How do they do it, these corpses, fighters knocked senseless, the blind, the injured, the young actors portraying older and/or afflicted individuals?

Even though it is not enough, one word defines the mechanism, and is itself a key factor to the art of performance, indeed of writing, of storytelling at any level.  The word is concentration.  The actor concentrates on the who and what of the character.  The writer concentrates on story.  The athlete is "in" the event, concentrated on performance.  The painter concentrates on the inner vision, whether that vision be abstruse or of a high figurative degree or of an intended portrait of absolute realism.

The performer gains entry into the project by an ability to concentrate.  You are far from stating an original belief with the recognition that the actor is concentrating on a controlled reality, where you have no entry or exit; the actor is concentrating to convince self of a condition, such as death or petite mal seizure or drunken wobbliness.  

The actor is not concentrating to convince you.  The actor is concentrating to convince herself of a condition, a broken heart, a broken leg, a spider descending on its silk, its point of eventual arrival some three or four inches above the perciever's face.

You have tried this form of conversation many times, as a set up to the improvisation of feuding characters in their attempts to hammer out an agreement of sorts, one that will lead the reader to the resolution of the story.  In this improv, the characters ratchet upward the contentiousness and edge in their voices.  Your only awareness at the moment is of the degree of focus, the concentration by which light the reader or audience disappear.

You have seen this degree of concentration dissipate because of the presence of one unnecessary word, a word embodying innocence and at the same time the snap of the finger of a skilled hypnotist, breaking the hypnotic force of concentration in a character.  The unnecessary word is often an adjective or adverb, some unnecessary attribution as it calls attention to itself.

Think of the suspense scenes within movies you've seen where a character, in hiding from a menacing presence, fights the urge to sneeze or pant.  The situations are similar.  A word, meant to send along information to the reader or the audience, now becomes the agent of betrayal.

Think as well of the gifted mime or impersonator, who appears to hijack the presence and personality of some well-known public figure.  Then understand the how of the wonder of impersonation.  The actor is concentrating on the target, then passing along information to muscle memory.  The impersonation is now the result of the practice and understanding of the implications of muscle memory.  Actors do such things from observation followed by concentration followed by performance.  And what is performance but action?

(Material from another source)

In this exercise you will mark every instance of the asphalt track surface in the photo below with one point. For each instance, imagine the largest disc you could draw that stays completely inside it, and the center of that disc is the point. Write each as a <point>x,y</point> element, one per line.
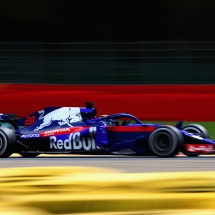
<point>122,163</point>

A writer impersonates the style and voice of another writer, using the same formula, observation, concentration, then action.  The observation is of sentence length and idiosyncrasy, of sound, texture.  The performance is a muscle memory imitation of the style of the writer to be mimicked, perhaps in exaggeration to the point of ridicule.

What actor comes so often to mind as a demonstration of an impersonator's seemingly magical abilities?  James Stewart is a likely candidate because his voice, gestures, and rhythms are so unique.  What writer comes most to mind as a target for impersonation?  Honk if you like Hemingway.  Then, think how you would not only impersonate Hemingway but how, more than once, you did.  Think of the time when Hemingway's son, your classmate, actually sent him one of the impersonations, to which he wrote back to his son, "Tell S.L. nice try, he got me."

An actor can cause you to see a mouse where there is none, death when there is in fact life, chills when there is in fact heat, and suspicion when there is no cause.  The actor achieves these ends via concentration, then action.

Note how seldom description transmits information in story and how often action does.  Note how, every now and then, a character in a book or story you're reading does something to surprise you, causing you to stop to think why.  Then ask yourself if this was in fact the thing the writer intended you do.

Whether in films, stage plays, or books, characters concentrate on doing the things of story, without in any way seeming to care if the audience knows or reacts.  Through their own rigorous concentration, the actor and the author take us to some wall or its equivalent within a scene, where we can eavesdrop.  And if we concentrate hard enough, we can almost hear the characters think.